Specify exactly 2 symbols:
Can any of the company-specific risk be diversified away by investing in both BSIG Old and Standard Life at the same time? Although using a correlation coefficient on its own may not help to predict future stock returns, this module helps to understand the diversifiable risk of combining BSIG Old and Standard Life into the same portfolio, which is an essential part of the fundamental portfolio management process.
By analyzing existing cross correlation between BSIG Old and Standard Life Aberdeen, you can compare the effects of market volatilities on BSIG Old and Standard Life and check how they will diversify away market risk if combined in the same portfolio for a given time horizon. You can also utilize pair trading strategies of matching a long position in BSIG Old with a short position of Standard Life.
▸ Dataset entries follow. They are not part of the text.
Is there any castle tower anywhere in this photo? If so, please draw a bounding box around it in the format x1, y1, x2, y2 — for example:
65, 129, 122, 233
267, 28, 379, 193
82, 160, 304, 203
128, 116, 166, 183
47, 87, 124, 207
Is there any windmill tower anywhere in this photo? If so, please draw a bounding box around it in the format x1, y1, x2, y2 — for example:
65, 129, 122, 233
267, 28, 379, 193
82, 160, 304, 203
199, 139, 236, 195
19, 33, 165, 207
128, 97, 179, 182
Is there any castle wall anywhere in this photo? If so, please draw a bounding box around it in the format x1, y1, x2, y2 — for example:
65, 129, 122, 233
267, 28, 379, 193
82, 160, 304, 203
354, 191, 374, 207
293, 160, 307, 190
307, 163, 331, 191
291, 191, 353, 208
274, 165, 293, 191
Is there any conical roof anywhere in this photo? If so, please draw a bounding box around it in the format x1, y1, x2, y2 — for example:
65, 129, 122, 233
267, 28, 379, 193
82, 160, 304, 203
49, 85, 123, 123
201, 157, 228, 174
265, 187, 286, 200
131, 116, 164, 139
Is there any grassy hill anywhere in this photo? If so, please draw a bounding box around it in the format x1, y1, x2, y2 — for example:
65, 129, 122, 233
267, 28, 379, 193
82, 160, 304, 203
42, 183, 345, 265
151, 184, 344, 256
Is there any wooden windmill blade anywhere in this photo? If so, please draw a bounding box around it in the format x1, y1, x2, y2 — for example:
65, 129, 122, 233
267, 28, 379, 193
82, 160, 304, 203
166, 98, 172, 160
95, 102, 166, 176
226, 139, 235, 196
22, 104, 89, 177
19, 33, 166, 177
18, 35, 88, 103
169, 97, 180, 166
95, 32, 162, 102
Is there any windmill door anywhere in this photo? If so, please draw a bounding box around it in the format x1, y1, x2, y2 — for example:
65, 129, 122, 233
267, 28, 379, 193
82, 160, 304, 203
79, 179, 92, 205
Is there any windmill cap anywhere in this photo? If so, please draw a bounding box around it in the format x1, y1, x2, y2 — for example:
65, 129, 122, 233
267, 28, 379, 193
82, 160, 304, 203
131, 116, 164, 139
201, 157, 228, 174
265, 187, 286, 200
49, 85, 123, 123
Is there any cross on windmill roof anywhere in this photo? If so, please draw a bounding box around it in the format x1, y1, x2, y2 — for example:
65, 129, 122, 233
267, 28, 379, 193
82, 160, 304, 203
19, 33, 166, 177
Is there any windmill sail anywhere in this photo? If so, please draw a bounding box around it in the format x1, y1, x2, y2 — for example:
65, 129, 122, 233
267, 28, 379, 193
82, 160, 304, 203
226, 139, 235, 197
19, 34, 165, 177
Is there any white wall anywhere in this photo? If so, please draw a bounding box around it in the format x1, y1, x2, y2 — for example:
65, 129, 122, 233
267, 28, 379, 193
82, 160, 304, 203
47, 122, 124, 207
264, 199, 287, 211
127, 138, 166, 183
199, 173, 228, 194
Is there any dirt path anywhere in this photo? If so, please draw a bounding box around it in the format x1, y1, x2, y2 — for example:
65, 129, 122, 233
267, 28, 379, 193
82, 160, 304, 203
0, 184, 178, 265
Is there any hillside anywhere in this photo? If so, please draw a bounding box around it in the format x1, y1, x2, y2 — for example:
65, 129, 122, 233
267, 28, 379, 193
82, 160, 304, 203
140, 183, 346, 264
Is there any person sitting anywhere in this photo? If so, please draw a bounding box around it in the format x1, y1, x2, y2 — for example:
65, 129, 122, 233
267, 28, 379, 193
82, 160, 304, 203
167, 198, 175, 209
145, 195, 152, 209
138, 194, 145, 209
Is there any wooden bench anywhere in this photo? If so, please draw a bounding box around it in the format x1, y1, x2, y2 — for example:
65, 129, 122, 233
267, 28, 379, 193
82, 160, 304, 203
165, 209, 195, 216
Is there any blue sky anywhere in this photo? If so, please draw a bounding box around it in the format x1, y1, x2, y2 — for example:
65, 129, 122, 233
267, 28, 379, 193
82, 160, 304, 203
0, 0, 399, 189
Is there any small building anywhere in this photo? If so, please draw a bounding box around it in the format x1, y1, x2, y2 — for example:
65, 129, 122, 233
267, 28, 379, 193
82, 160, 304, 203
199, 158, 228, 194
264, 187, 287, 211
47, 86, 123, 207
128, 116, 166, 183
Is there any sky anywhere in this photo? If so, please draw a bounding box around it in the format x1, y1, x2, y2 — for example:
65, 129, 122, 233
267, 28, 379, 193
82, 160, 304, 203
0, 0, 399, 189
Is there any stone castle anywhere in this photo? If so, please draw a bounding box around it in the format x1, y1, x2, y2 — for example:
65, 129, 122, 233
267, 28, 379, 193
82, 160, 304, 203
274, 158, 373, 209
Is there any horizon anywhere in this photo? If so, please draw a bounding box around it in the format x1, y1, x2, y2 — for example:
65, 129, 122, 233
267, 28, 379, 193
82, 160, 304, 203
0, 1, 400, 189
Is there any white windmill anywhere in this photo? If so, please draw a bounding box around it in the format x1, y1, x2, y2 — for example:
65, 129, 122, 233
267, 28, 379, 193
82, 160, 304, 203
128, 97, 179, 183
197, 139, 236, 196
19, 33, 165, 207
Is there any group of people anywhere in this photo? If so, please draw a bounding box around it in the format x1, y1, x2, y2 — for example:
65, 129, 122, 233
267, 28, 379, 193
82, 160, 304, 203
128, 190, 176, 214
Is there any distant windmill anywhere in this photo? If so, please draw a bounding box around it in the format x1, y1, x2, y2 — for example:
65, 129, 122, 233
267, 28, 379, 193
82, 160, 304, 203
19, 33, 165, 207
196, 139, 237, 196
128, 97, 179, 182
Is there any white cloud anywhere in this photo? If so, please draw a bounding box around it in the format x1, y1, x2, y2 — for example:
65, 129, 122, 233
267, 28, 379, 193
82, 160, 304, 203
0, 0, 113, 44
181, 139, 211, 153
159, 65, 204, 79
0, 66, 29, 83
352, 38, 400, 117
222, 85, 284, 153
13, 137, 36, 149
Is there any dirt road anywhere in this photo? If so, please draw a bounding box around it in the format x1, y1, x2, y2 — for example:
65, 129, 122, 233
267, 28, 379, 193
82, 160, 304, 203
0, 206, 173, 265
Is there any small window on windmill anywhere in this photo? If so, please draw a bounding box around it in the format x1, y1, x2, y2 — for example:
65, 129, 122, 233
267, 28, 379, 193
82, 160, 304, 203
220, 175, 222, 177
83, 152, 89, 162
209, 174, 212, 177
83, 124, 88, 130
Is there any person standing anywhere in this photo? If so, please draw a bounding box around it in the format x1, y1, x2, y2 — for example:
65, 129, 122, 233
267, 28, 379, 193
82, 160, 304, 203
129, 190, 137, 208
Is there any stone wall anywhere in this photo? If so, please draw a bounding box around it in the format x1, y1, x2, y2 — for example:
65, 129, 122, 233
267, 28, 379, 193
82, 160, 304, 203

Check out your portfolio center. Please also check ongoing floating volatility patterns of BSIG Old and Standard Life.

Diversification Opportunities for BSIG Old and Standard Life

0.0
  Correlation Coefficient

Pay attention - limited upside

The 3 months correlation between BSIG and Standard is 0.0. Overlapping area represents the amount of risk that can be diversified away by holding BSIG Old and Standard Life Aberdeen in the same portfolio, assuming nothing else is changed. The correlation between historical prices or returns on Standard Life Aberdeen and BSIG Old is a relative statistical measure of the degree to which these equity instruments tend to move together. The correlation coefficient measures the extent to which returns on BSIG Old are associated (or correlated) with Standard Life. Values of the correlation coefficient range from -1 to +1, where. The correlation of zero (0) is possible when the price movement of Standard Life Aberdeen has no effect on the direction of BSIG Old i.e., BSIG Old and Standard Life go up and down completely randomly.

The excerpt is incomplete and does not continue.